I could say I never guessed that readers would love Anthony and Letty together as much as they do.
But that might sound stupid, since from the beginning, the first four books of the Lords and Undefeated Ladies were planned as a set, beginning with Letty’s love story and ending with Anthony’s. And if I love Anthony and Letty – and I do – why wouldn’t my readers?
Obviously, sticking with people as their stories progress is a theme in my books. Cass Cullen for instance, the mysterious inventor who built Michael’s assistive devices, was mentioned in book 1, had her own book in book 2, and had a maid who turned into a duchess in book 3; many of my characters have arcs like that. Clearly, I plan ahead, and Anthony was always going to have a book of his own. (And how restrained I have been, not pointing that out to people until it was his turn!)
Anthony has been making serious moves, from nearly homeless and desperately poor when Not Like a Lady began to the reputed brother of a baronet’s wife living in London and befriending that duchess in What a Duchess Does.
I did expect that readers might not know what was in store when Mr. Castle accompanied Anthony to help Cass (or Oliver – or both) in The Countess Invention. But I knew. And hopefully my readers, who are loving What a Duchess Does, will be interested to learn much more about the cheerful and obliging Mr. Castle.

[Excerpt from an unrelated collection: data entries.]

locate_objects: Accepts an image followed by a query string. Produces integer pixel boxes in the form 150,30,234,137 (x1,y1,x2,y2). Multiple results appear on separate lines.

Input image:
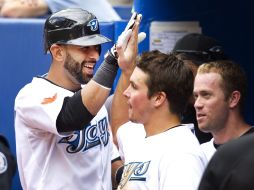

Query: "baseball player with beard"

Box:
15,9,140,190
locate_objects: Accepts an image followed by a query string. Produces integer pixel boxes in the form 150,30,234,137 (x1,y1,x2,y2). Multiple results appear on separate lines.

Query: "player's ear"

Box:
229,91,241,108
153,91,167,107
50,44,66,62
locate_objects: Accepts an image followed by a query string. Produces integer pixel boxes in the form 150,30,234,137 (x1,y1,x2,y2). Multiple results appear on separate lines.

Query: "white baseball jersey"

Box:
201,138,216,161
15,78,112,190
118,125,207,190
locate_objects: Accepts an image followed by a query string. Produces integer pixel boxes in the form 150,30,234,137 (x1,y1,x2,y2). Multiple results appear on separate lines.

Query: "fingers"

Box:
117,29,132,50
138,32,146,44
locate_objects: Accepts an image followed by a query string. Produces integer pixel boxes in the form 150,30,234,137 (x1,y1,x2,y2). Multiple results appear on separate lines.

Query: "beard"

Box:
64,53,96,84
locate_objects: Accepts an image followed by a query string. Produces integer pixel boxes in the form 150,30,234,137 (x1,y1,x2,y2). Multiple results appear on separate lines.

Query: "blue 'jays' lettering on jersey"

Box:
59,117,109,153
119,161,151,189
87,19,99,31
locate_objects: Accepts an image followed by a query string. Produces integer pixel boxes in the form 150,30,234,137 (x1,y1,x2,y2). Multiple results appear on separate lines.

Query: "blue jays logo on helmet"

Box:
87,19,98,31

So maybe it’s that I’m surprised about how much my readers want more of Anthony and Letty, and love their relationship the way I do: not a romance, but a kind of best friends forever that really is family.
I’m so tickled that so many of my readers dashed off to pick up their free gift of the novella The Winter’s Night Princess, about Anthony and Letty’s childhood together, after I announced it in my newsletter last week. (Feel free to sign up and get these kinds of insider bonuses yourself!) I, of course, desperately love both Letty and Anthony, but I’m so glad you like them too!
So glad that I thought I’d share a little scene from Anthony’s own upcoming book. It’s his love story, but what propels him, as always, is helping someone else; in this case (as is first and foremost), Letty.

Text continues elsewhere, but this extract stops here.